包丁もろくにもったことなく、米の炊き方もわからない僕が飲食の仕事をはじめました。
毎朝キャベツを6ケースくらい牛刀でものすごい勢いで切っていたので、千切りはそれなりに上手くなりました。
この高田馬場では大火傷を負ったり本当に苦い思い出ばかりです。
飲食の経験がまったくない40歳をすぎたおじさんだから、本当にスタッフ全員にバカにされてたと思います。
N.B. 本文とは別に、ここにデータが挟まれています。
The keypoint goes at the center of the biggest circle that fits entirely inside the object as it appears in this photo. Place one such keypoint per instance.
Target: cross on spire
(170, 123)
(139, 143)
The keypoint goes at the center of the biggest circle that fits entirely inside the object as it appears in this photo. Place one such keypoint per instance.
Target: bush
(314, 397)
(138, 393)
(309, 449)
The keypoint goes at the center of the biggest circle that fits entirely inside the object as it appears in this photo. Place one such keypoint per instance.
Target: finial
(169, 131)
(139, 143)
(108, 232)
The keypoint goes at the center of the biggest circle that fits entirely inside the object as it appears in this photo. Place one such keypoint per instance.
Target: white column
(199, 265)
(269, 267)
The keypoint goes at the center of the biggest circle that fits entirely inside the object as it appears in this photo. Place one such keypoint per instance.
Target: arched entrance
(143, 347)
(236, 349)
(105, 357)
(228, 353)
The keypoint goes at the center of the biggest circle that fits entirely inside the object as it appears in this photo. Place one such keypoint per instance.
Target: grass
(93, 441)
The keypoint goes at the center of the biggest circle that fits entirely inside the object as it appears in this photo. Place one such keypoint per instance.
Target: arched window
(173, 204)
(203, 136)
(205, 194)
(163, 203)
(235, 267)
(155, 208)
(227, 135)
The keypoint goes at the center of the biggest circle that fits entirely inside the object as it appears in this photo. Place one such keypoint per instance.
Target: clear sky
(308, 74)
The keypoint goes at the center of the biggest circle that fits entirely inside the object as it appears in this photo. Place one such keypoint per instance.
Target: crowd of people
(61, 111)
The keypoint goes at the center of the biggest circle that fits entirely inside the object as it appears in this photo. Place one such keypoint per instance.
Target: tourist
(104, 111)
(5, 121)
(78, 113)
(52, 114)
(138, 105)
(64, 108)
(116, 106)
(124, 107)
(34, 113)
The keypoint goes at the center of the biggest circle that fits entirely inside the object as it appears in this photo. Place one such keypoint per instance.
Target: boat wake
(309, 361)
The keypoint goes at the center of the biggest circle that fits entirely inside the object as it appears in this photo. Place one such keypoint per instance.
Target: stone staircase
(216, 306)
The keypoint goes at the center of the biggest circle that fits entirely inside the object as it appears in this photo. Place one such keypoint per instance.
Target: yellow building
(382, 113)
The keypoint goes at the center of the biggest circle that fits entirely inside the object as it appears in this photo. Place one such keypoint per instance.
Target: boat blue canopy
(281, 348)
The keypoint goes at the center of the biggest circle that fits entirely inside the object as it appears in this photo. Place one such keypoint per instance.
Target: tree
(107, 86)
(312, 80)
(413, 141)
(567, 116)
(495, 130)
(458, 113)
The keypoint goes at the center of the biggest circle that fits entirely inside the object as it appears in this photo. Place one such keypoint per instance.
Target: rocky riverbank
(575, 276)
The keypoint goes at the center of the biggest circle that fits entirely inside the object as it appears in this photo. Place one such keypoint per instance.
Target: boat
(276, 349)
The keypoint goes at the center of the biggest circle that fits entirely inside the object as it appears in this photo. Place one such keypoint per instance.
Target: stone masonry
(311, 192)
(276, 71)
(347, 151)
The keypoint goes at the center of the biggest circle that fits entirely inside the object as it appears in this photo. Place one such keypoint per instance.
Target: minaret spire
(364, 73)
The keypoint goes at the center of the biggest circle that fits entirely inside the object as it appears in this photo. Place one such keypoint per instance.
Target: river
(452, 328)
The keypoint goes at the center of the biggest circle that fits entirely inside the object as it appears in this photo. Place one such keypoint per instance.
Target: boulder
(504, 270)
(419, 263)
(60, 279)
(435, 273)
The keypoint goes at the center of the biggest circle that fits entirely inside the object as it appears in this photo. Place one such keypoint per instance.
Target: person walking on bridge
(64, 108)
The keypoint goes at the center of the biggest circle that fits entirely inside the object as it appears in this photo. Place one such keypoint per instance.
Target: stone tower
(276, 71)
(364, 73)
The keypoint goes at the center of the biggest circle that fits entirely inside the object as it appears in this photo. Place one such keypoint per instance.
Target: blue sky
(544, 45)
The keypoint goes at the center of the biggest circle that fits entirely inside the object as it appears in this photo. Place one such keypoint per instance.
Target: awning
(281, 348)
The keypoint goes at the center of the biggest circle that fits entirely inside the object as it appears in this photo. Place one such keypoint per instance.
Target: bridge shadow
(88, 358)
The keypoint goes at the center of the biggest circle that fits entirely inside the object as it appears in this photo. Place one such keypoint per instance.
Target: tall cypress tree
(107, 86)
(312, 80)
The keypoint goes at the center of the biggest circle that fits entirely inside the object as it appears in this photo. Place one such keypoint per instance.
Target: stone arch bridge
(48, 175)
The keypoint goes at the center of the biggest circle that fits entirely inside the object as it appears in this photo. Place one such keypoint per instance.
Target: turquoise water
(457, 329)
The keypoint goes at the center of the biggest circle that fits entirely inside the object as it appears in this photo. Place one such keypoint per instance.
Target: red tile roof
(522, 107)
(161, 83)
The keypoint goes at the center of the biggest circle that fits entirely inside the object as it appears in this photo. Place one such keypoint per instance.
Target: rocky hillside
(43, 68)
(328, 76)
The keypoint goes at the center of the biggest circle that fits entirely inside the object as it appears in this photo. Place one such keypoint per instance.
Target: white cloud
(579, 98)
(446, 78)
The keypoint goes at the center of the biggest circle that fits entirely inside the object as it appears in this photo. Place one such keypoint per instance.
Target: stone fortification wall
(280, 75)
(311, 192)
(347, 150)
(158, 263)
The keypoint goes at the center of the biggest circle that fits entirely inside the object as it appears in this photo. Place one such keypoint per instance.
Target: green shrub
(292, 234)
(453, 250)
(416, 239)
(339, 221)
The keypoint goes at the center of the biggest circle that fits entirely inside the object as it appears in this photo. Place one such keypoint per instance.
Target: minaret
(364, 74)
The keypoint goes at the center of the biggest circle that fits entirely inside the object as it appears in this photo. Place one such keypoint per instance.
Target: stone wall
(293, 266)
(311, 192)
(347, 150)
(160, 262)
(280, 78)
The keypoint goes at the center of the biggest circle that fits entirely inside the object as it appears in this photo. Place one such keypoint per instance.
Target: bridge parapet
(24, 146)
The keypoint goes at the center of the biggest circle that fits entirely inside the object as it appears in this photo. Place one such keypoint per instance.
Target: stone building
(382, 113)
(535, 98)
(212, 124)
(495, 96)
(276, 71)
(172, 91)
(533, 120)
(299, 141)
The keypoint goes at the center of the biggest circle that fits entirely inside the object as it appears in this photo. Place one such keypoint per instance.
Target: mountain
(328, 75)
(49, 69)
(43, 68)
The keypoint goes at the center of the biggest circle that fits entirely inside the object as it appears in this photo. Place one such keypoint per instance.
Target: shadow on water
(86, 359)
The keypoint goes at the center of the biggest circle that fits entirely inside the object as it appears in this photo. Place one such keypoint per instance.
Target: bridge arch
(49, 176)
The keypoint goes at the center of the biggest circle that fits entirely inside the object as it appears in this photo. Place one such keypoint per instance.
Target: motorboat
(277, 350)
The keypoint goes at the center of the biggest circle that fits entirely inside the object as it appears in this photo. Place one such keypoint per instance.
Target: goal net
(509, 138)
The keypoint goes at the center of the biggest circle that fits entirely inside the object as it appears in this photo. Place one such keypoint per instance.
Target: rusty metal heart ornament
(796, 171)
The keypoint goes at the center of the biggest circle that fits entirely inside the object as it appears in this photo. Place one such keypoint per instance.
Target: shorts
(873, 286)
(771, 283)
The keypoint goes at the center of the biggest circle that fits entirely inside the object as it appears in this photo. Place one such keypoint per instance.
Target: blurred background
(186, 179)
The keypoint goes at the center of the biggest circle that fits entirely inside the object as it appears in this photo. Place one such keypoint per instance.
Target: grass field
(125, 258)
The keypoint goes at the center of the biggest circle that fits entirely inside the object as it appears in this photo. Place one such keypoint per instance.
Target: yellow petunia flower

そこでは自分のいままでのキャリアなど何一つ役に立ちませんでした。


でもなにか一つ差を付けたいと思い、店のメニューの価格を全部覚えたんです。
少し古いタイプのレジだったので、メニューの価格を覚えているとレジ対応がめちゃくちゃ早いのです。
正直鉄板の修業においてどうでも良いことですが、それ一つやっただけで周囲のスタッフたちの反応がまったく違いました。


あと忘れられないのは、もうなんといってもI店長の存在かな。本当にどうしようもないやつでした。
彼との人間関係をずっと頭悩ましてました。でももういっそのこと彼を愛そうと思ったんです。ぎゃくに。
で、彼のためにサプライズで祝ってみたり色々と気をつかいました。
でも彼から返ってきたのは、売上金がなくなった事件の犯人を僕に仕立てるという事でした。まあ、結果犯人はI店長だったのですが。
でも本当に大変な修業期間でしたが人として少し成長できた時間だったのではないでしょうか。知らんけど。